Grand amateur de musique classique, Gabriel Yared n’hésite pas non plus à rendre hommage à ses maîtres dans ses œuvres. C’est le cas dans Le Patient anglais, pour lequel il a composé un prélude élégant à la manière de Bach, ou bien encore dans la partition du ballet Raven Girl, chorégraphié en 2013 par Wayne McGregor, ritournelle légère où se sent l’influence de Mozart, interprétée ici avec malice par la pianiste Suzana Bartal, offrant un joli moment de complicité avec l’orchestre.
Compositeur sans frontière, Gabriel Yared s’aventure du côté de la musique argentine avec La Lune dans le caniveau (Jean-Jacques Beineix, 1983). Il interprète ici un tango pour grand orchestre, où le bandonéon mystérieux et lascif de Juanjo Mosalini dialogue avec un violon solo, interprété avec passion par Nathan Mierdl, aux accents quasi tsiganes.
Le concert est également l’occasion de découvrir des pages inédites. Comme cet extrait de la bande-originale de Troy (Wolfgang Petersen, 2004), péplum hollywoodien à grand budget, pour lequel la musique du compositeur n’a finalement pas été retenue. Une décision surprenante à l’écoute de cet extrait, censé accompagner le sac de la ville de Troie, page martiale dans laquelle les cuivres guerriers sonnent l’attaque, soutenus par des percussions tonitruantes. Une page aux antipodes d’une autre pièce restée inédite, Adagio for an unreleased film, passacaille grave et majestueuse inspirée de Bach.
Pour ses deux interventions, la jeune soprano Héloïse Poulet, repérée il y a quelques années par le compositeur, livre une prestation réussie, sans souffrir de la comparaison avec les deux voix singulières qui l’ont précédée à l’écran. Dans « Lullaby for Cain », berceuse lugubre et mélancolique initialement chantée par Sinéad O’Connor pour le film Le Talentueux Mr Ripley (Anthony Minghella, 1999), la voix cristalline et délicate de la soprano alterne subtilement moments de grande douceur et de fureur. Elle débute avec un filet de voix presque imperceptible, sur le fil, égrenant les notes suraigües avec une fragilité touchante.

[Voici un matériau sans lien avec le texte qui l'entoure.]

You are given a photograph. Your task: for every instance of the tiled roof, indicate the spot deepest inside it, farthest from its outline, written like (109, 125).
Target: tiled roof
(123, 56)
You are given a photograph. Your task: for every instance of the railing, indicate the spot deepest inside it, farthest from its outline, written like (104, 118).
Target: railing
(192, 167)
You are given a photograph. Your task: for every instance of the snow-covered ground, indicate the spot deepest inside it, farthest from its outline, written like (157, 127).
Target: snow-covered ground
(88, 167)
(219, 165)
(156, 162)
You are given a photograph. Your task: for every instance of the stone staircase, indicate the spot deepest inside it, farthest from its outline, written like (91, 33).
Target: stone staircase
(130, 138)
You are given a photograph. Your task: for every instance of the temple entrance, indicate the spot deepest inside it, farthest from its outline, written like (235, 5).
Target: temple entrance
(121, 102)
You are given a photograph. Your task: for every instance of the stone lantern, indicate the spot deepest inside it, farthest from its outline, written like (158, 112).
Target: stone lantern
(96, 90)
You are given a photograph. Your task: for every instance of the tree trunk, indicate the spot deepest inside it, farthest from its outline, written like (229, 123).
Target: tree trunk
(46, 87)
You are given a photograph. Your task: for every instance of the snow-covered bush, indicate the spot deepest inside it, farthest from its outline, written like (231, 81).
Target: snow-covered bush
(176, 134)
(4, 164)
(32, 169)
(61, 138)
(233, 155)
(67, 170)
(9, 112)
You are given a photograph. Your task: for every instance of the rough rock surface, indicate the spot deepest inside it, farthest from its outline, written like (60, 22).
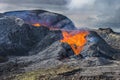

Mais très vite les instruments s’emportent, et la voix est submergée par l’orchestre, ne parvenant à s’en extirper pleinement que lors de l’apothéose du morceau, la prononciation du nom de Caïn, dans un cri déchirant.
Héloïse Poulet fait le grand écart stylistique pour son deuxième passage sur scène, où elle interprète « La Complainte de la vieille salope », chanson humoristique interprétée par Catherine Ringer dans Tatie Danielle (Étienne Chatiliez, 1990), un grand numéro démonstratif qui se rapproche davantage de l’univers de l’opéra. La soprano livre une prestation certes moins grandiloquente que la chanteuse des Rita Mitsouko, qui jouait la diva à cœur joie sur ce morceau, mais cela permet à l’interprétation de gagner en élégance et en puissance vocale. Héloïse Poulet fait montre d’une grande expressivité dramatique et d’une belle longueur de souffle, exhibant avec fierté ses aigus perçants et son vibrato rieur, offrant de splendides vocalises.
Autant de pages musicales qui permettent de saisir l’univers de Gabriel Yared, porté ici par l’Orchestre Philharmonique de Radio France, sous la direction précise et passionnée de Dirk Brossé, dont les musiciens prouvent une fois encore qu’ils sont capables de tout jouer, rappelant les nombreux ponts existant entre la musique classique et la musique de films.